Pentacene, as you can see above, contains five six-membered carbon rings in a linear chain together with their associated complement of hydrogen atoms. Pentacene is an aromatic molecule with interesting properties. Somewhat like graphite, and yet truly molecular, pentacene has electrical conductivity like graphite, and the controllability of a molecular organics. Hence there is great interest in putting pentacene to work in molecular electronic devices.

The atomic resolution of the atom positions in pentacene will come as no surprise to crystallographers. Crystallographers have been able to 'see' atoms for close to 100 years. However, crystallographers need crystals. Without a regular array of diffracting atoms, conveniently provided by nature in the form of crystals, crystallographers cannot carry out the their trade. So the atomic resolution of the atoms in a single molecule is, strangely, big news. The AFM, one day, may allow chemists to characterize individual molecules simply by tracing their connectivity. Perhaps one day it will be possible to map the binding site of a protein, or the key interaction regions of an antibody, on a molecule by molecule basis, using an AFM.
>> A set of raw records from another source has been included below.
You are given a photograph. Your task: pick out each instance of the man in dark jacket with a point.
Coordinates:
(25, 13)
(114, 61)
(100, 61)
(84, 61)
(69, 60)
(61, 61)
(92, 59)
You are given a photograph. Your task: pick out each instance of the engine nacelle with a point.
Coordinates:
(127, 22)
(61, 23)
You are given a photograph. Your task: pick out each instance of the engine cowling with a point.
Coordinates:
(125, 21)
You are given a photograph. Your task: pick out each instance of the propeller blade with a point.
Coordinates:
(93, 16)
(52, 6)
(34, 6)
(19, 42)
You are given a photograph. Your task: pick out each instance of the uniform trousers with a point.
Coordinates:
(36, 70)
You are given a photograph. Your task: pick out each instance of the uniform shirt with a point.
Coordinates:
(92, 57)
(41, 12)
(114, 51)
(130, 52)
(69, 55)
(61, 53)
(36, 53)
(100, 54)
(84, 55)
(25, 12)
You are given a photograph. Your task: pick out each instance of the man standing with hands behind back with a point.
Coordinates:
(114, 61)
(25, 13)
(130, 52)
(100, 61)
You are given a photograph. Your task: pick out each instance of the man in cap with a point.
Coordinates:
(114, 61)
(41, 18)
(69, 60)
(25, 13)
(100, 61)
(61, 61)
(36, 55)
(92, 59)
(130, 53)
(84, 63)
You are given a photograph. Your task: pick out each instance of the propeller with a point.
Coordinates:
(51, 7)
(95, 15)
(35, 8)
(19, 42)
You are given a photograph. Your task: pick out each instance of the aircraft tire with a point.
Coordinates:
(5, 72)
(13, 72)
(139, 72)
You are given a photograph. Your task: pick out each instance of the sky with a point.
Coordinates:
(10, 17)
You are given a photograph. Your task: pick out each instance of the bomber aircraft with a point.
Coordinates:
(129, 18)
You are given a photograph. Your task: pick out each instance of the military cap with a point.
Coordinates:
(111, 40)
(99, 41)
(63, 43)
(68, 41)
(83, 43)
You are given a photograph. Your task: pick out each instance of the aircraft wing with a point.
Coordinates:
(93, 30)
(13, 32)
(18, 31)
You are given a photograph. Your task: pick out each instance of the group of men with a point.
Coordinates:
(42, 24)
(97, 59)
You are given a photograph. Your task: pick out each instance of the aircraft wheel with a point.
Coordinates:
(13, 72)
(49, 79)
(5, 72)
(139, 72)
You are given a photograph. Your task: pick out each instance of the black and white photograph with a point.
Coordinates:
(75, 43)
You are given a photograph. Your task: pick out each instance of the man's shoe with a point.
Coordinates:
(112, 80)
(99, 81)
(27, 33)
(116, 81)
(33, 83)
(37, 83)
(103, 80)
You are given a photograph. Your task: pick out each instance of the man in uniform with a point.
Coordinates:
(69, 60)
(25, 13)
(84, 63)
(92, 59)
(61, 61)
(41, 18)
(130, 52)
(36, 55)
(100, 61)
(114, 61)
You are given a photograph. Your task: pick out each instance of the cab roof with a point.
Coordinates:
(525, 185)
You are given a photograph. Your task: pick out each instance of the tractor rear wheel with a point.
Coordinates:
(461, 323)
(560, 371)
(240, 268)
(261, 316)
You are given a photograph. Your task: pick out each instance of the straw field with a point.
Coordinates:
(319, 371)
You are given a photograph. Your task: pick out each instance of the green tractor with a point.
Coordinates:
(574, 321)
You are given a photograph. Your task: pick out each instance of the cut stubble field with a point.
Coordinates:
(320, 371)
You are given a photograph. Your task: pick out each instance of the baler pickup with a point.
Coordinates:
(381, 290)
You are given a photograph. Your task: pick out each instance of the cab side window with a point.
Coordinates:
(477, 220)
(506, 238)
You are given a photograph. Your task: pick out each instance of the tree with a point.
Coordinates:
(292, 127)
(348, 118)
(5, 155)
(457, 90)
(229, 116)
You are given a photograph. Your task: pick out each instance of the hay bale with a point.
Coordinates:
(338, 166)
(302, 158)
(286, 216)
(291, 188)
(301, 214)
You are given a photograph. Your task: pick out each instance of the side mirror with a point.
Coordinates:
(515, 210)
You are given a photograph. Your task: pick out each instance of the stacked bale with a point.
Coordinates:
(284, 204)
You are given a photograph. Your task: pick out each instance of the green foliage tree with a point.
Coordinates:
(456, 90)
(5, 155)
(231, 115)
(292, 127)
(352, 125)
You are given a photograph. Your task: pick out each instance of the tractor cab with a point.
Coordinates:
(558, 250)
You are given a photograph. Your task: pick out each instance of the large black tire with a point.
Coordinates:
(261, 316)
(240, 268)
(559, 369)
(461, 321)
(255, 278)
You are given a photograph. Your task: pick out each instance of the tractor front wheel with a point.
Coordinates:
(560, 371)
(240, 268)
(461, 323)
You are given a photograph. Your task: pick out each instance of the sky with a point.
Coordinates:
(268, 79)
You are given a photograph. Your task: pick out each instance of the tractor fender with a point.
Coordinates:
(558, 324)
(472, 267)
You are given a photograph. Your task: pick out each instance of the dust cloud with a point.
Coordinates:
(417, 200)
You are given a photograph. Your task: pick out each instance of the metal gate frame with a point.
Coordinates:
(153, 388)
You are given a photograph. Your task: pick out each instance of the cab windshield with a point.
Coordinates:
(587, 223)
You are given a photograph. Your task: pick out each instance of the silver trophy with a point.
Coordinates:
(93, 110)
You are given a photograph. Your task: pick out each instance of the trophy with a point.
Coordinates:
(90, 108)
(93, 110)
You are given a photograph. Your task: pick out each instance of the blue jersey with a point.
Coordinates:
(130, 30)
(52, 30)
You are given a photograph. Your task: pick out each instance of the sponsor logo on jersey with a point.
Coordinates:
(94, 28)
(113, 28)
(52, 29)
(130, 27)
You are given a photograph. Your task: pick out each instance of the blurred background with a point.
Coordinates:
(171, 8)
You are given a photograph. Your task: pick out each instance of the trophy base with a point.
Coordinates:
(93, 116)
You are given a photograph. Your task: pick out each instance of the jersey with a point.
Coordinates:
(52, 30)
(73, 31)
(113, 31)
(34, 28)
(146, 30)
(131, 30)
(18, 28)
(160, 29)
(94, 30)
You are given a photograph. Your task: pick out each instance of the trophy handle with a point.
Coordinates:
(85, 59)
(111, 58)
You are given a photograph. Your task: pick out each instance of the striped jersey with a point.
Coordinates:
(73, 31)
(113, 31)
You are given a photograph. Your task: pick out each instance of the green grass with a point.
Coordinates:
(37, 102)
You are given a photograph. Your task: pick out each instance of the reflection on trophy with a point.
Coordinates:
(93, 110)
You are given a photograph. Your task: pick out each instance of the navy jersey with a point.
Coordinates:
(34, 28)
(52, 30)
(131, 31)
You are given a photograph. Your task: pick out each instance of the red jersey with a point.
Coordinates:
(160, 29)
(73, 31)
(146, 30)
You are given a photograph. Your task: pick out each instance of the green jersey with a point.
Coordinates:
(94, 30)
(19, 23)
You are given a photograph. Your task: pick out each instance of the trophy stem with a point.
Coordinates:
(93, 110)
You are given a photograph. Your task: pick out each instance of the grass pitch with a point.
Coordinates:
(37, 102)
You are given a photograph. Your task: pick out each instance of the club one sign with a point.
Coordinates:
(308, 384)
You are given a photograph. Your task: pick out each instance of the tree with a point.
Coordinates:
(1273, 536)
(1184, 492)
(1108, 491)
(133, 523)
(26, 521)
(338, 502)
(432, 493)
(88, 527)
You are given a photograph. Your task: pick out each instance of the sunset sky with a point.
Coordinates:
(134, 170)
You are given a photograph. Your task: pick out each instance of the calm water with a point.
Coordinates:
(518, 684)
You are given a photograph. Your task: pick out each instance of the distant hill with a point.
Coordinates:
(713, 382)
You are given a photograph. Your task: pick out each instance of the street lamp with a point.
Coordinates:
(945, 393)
The IBM image, which you can see here, is brighter at the ends of the molecule. It is tempting to speculate that this is a result of the AFM directly sampling the molecular orbitals of the pentacene, rather than simply its electron density. Perhaps experiments are finally catching up with quantum mechanics, which have been able to see molecular orbitals for many decades!

For a while we will probably see AFM images confirming what has long been established through crystallography and quantum mechanics. However, as experience with the technique increases, and interest in vanishingly small states of matter accelerates, we will undoubtedly see surprises as scientists get up close and personal with individual molecules.